Singular tests are similar to the generic tests except for these, are one case scenarios. And to set these up within your dbt project demo file, you’ll need to set up your test paths. So here, I just use the default, which is test, but you can name it whatever you want. And then you write your SQL query to return failing rows, and you save it as a SQL file within that directory.

So in this example, we have our shipped quantity and our received quantity, and we’re checking whether or not they match. If they don’t match, we want to be notified so that we can take care of that ASAP.

Source freshness. This is the acceptable amount of time between the most recent record and now for your table to be considered fresh.

So within your [00:15:00] sources YAML file, you set it up just as you normally would with your database schema, but then you can add this freshness. And you can set up the warn after and you can also set up an air after. You don’t have to do both. And then the next thing you want to do is you want to set up your loaded app field.

So what dbt does is it’s going to take the max value of this column and check if it’s a fresh within the last day. One thing to keep in mind is that this is high-key and that if you set it up this sources level, it’s going to check all of the tables that you’ve listed below for this freshness check.

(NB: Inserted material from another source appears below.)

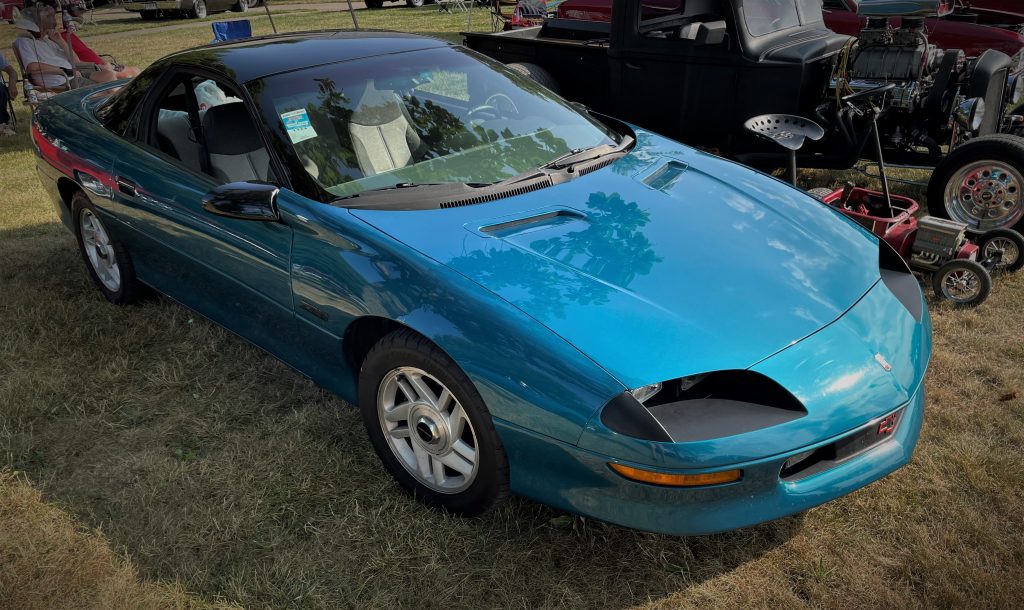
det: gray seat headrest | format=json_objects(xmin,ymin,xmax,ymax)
[{"xmin": 203, "ymin": 101, "xmax": 263, "ymax": 155}]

Now you probably don’t have every single source that’s going to be refreshed on a daily cadence. So you can actually override that table by table using these same parameters. When you run a source freshness check, it’s going to run the SQL queries for you in your database. So it’s going to pull the max of whatever column you put in that parameter, and then it’s going to compare it to the current time.[00:16:00]

So exposures. As promised, these define and describe your downstream use of your dbt projects, such as your dashboard application, or even a data science pipeline. So here we have an exposure. I have set up an application of Looker. We have the type of application, and then I set up a date, a dashboard. So ABC tests, like we saw on our actual Looker dashboard and you just specify the type and what it depends on.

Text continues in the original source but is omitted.